India Challenges WTO Shrimp Ruling

India is challenging a World Trade Organization ruling that international trade law allows antidumping penalties other than tariffs to be enacted on a country.

In late February, a WTO panel ruled that the U.S. practice of collecting cash deposits in the form of bonds from Indian and Thai shrimp exporters subject to tariffs violates international trade law. U.S. Customs and Border Protection enacted the practice in 2004 to curb tariff evasion.

In an effort to prevent the United States from implementing a penalty similar to its bond directive, India is arguing that any antidumping penalty other than a tariff is illegal, an unnamed Indian trade official told the Economic Times of India.

"We want to ensure that similar duties are not imposed in the future on the country's exports," the official said. "We want to fight out the case to the end."
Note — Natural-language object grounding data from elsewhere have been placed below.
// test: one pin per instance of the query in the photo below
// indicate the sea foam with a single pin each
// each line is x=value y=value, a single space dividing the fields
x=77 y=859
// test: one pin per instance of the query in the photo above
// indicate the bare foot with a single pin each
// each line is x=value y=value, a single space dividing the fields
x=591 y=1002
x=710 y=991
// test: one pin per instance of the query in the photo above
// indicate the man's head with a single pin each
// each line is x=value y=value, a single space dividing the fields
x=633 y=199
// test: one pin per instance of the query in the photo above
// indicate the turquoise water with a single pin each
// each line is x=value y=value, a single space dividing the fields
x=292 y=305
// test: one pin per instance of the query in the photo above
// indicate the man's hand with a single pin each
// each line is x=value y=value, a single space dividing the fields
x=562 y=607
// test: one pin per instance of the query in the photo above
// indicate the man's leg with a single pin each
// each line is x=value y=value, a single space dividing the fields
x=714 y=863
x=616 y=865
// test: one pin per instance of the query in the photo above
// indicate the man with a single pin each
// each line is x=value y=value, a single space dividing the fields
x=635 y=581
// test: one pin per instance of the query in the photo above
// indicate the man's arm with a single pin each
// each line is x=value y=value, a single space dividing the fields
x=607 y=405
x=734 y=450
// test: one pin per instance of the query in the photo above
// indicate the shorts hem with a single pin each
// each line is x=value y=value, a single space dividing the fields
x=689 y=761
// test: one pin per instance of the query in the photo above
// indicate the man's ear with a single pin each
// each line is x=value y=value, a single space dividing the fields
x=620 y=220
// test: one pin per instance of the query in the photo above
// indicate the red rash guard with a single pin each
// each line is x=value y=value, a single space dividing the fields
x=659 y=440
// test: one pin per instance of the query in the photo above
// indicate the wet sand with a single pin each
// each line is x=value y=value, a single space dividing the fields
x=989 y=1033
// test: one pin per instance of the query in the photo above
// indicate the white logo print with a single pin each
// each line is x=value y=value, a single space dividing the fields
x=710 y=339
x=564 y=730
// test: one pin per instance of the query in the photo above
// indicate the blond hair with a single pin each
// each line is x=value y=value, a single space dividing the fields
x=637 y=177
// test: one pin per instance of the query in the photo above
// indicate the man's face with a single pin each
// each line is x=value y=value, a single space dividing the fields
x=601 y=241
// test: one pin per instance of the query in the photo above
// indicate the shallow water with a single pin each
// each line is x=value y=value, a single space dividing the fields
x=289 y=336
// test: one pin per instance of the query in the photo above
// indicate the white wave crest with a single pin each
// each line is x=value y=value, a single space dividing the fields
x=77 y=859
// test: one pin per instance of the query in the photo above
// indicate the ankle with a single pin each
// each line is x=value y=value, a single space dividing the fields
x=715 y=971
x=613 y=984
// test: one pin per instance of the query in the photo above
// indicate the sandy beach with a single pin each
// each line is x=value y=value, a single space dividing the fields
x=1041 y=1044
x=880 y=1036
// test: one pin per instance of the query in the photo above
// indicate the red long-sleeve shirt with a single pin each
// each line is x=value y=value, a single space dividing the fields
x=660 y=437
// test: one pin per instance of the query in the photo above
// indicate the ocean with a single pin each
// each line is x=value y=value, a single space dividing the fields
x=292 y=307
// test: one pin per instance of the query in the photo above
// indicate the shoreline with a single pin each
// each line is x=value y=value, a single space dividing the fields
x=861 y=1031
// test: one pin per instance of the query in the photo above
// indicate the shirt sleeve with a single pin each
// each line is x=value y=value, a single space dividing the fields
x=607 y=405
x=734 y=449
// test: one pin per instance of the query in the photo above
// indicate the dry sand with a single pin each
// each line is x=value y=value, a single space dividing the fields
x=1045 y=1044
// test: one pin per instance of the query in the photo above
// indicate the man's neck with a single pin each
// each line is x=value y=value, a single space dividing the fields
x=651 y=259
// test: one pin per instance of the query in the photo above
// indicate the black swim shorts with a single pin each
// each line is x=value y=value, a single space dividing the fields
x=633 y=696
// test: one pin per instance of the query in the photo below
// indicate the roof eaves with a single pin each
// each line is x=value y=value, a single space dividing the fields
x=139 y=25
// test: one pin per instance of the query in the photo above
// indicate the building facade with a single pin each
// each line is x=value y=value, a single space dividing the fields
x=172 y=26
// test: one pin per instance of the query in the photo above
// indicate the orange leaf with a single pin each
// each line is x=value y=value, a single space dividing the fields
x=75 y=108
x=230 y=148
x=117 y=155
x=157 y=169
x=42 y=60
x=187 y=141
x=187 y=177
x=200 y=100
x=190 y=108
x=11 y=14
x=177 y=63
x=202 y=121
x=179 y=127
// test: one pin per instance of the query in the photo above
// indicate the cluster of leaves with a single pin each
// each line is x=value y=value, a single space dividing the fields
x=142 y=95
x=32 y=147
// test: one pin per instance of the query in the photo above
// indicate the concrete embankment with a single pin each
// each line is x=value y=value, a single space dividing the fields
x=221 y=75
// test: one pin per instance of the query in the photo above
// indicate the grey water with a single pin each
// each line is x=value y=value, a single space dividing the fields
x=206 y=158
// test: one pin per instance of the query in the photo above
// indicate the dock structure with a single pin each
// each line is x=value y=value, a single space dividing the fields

Also in late February, the WTO panel ruled that the U.S. practice of "zeroing" is illegal, agreeing with Thai shrimp exporters that the U.S. Department of Commerce artificially inflated Thai shrimp tariffs using the controversial methodology. The decisions confirmed preliminary rulings made last October.

India and Thailand are two of the six Asian and Latin American countries the DOC hit with shrimp tariffs in early 2005 after the Southern Shrimp Alliance, an eight-state group of shrimpers and processors, filed an antidumping petition in late 2003.